Hallo, Auch ich bin auf die Betrugsseite reingefallen. Habe einen TV bestellt am 06.05.12 und 279,40 bezahlt. Keine Ware eingetroffen! Warum ist die website www.elektroinsel 24.de noch nicht gesperrt worden? Warum braucht die Polizei solange? H.P.


----------



## Reducal (22 Mai 2012)

officer; Iferebs schrieb:


> Warum ist die website elektro-insel24.de noch nicht gesperrt worden? Warum braucht die Polizei solange?


 
...weil sich Strato nicht von einfachen Hinweisen der Behörden beeindrucken lässt. Eine Rechtsgrundlage für die Sperrung mittels richterlichem Beschluss gibt es erst dann, wenn Anzeigen an einer zentral ermittelnden Staatsanwaltschaft angekommen sind und gemäß der Natur der Verwaltung dauert so was natürlich seine Zeit. Also wird i. d. R. von engagierten Polizeibeamten versucht, so eine Sperrung nach Ländereigenen Polizeiaufgabengesetzen anzuregen - eine Handlungsverpflichtung des Weisungsempfängers (hier Strato) enthalten die aber nicht. Im schlimmsten Fall sperrt Strato die Seite erst dann freiwillig, wenn der/die Halunke/n die Gebühren nicht bezahlt hat, weil die Lastschrift mit falschen Kontodaten platzt.

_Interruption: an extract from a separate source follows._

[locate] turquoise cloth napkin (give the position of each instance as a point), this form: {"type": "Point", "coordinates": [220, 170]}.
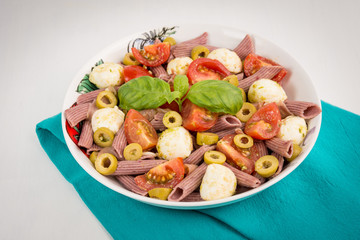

_Eine praktikable Empfehlung ist es übrigens, wenn sich betrogene Kunden bei Strato über den Fakeshop beschweren. Nach meinem Dafürhalten macht sich Strato nämlich schadenersatzpflichtig (Mitstörerhaftung) ggü. neuen Geschädigten, wenn das Unternehmen nachweislich bereits Kenntnis von Beschwerden der alten Kunden des Webs erlangt, jedoch nicht reagiert hat. Also, beschwert euch hier:_ http://www.strato-mailcenter.com/eu/mailcenter.php

Die Domain ist schon länger registriert. Der/die Halunken haben am 03.05.2012 einen Wechsel durchgeführt (siehe whois), d. h. die Schäden treten wahrscheinlich erst seit diesem Zeitpunkt ein. Bis die Kunden bemerkt haben, dass sie behumst worden sind, sind nochmals einige Tage vergangen und erst seit voriger Woche liest man in diversen Foren, dass Anzeigen erstattet werden sollen. Diese Anzeigen sind aber verteilt über die Bundesrepublik - es gibt somit aller Wahrscheinlichkeit nach schlichtweg noch keine "zentral" ermittelnde Staatsanwaltschaft, also eine, die den Hut aufsetzt. Um eine zentrale Zuständigkeit festlegen zu können, gibt es aber womöglich noch ein Problem: schaut mal die bereits genannten Kontodaten an - da sind evtl. jedes mal andere Kontoinhaber beteiligt.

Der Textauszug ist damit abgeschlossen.